One day during residency on an inpatient rotation, my attending came into my office, "Hey Fizzy, would you mind doing some scut for me?"
He always phrased it like that, which drove me crazy. If you want me to do something on my patient, just tell me what it is. That's the job of a resident. I actually never minded scutwork that much.
But instead of saying all this, I said, "Sure."
"So remember Mr. Jones?" the attending said.
"Um no," I said. "He must have been a patient before I was on service."
"Oh," my attending said. "Well, I need you to call this gym where he wants to get physical therapy, write a prescription for the therapy, and figure out how to send it to them."
I can't say I never did this before, but I REALLY hated it when attendings asked me to write prescriptions for patients who I'd never met, that I didn't know anything about.

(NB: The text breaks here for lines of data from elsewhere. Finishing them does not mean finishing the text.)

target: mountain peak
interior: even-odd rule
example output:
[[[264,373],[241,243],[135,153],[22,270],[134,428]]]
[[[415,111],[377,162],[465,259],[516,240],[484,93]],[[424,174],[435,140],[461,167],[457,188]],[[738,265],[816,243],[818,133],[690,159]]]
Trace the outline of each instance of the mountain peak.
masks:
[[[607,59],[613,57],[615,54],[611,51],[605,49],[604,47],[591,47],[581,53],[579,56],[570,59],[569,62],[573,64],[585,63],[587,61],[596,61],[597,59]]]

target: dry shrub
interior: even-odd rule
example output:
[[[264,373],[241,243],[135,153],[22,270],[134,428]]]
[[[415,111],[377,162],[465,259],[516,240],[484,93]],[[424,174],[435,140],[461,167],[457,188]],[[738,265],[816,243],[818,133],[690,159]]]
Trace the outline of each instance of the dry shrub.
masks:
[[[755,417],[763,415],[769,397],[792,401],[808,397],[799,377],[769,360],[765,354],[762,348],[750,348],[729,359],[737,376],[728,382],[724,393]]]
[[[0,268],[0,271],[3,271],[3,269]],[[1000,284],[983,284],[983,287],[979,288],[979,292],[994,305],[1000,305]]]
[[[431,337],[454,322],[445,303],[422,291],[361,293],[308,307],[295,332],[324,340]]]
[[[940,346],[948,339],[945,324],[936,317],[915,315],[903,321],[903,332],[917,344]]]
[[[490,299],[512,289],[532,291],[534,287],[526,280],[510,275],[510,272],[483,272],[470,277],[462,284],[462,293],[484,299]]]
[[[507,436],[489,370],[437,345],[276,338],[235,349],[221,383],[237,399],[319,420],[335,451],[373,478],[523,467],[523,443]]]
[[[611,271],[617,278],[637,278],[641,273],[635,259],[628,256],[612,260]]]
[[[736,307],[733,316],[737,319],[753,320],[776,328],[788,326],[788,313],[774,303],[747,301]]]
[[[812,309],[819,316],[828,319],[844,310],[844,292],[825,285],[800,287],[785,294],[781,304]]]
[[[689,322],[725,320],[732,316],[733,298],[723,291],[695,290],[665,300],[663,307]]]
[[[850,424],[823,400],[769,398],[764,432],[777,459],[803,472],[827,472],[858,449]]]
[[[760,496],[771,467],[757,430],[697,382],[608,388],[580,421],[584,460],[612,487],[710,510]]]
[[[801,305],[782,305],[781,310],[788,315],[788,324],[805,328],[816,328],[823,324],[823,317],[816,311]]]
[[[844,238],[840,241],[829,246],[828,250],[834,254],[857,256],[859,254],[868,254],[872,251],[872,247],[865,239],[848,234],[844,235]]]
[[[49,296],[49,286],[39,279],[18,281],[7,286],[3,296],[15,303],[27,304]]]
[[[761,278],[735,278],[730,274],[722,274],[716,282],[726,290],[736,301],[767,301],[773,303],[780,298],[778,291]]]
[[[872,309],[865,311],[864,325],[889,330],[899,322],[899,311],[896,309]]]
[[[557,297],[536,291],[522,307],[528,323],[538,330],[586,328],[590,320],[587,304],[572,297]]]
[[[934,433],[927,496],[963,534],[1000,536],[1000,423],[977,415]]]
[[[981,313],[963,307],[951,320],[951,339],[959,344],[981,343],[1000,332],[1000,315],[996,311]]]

There was one attending who possibly didn't know how to write orders or something, because whenever we'd be in clinic and the attending would get a note saying some patient he'd seen needed, say, an MRI, he'd hand the note to whatever resident was standing next to him and say, "Order this." I think it's a little unethical.
Therefore, I wasn't thrilled about this particular little piece of scut on a patient I didn't even know. I talked to the social worker about it to try to figure out how to get the prescription over to the therapy place and I apologized for my lack of knowledge, "I don't know this patient at all."
"You're writing a therapy prescription for a patient you never met?" the social worker asked me incredulously. "Wow, that's kind of awkward."
"YES. IT IS."
The kicker was that after spending about thirty minutes working on this, it turned out the patient had met all his therapy goals and didn't need the prescription after all. I think that was the day I solved the mystery of why my attending was at work till 9PM every night.